Much of the proceedings in “Sideways” revolve around wine, which is also used as a metaphor for describing human characteristics (which for the most part works but can be a little difficult to swallow at times - no pun intended). As a well studied oenophile, Mile's knowledge of the grape verges on encyclopaedic. In contrast, Jack simply drinks wine to get drunk, which of course leads to some great subtle comedy moments throughout, such as the wine testing session where Jack is chewing gum while sampling, much to Miles chagrin. Comparisons between the lifespan of wine and humans are drawn with Maya explaining how wine peaks at a certain age for a brief moment in time only to slowly degrade if this instance is not seized and consumed, much like our own life. Mile's favourite wine is the Pinot Noir and he describes the Pinot grape as thin skinned, temperamental and weak, needing constant care and attention, which of course is a reflection of himself.
With a familiar character driven storyline Payne has once again produced another well defined anti-hero in Miles and comparisons can be drawn to Nickelson's Warren in “About Schmidt”. It really takes time before you can warm to the central characters as they have so many unattractive flaws. The movie has a 70's-esque feel throughout, with soft tones and colouring, really suiting the setting and the story being told. Some of the camera techniques such as catching the flaring of the sun and box scene effects all hark back to this era. The movie has dark comedic undertones mostly stemming from Church and Giamatti. Strong performances and on screen chemistry are displayed by the four main protagonists, who keep the proceedings grounded and believable at all times.

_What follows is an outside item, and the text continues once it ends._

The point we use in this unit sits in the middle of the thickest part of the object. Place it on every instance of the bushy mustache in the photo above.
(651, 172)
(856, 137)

Ultimately “Sideways” is a tale of one man's struggle with the realisation that he's not destined for great things and only with the acceptance of this fact will true happiness be realised. Once Miles realises that perhaps the peak in his lifecycle has already past, and that he should be grateful for what he has, we see his depression lift. Jack, following a similar path of self realisation, resigns himself to the fact that his place lies with his wife to be and that without her he would have nothing (although it's difficult to know if Jack was being honest or tricking his best friend once again to do his dirty work). A very enjoyable movie with an engaging, naturally flowing storyline and three dimensional, multi-layered characters that provide some instances of black comedy gold. This is where the strength in Payne's work lies and he has produced another very strong offering in “Sideways” but, like a fine wine, this movie is an acquired taste and may require a couple of watches to fully appreciate it's nuances.
With another stellar cast lined up for the up and coming “Downsizing”, Payne's instantly recognisable style, and flair for unstated storytelling, will hopefully give us another cinematic gem in the style of movie-making that he has really made his own.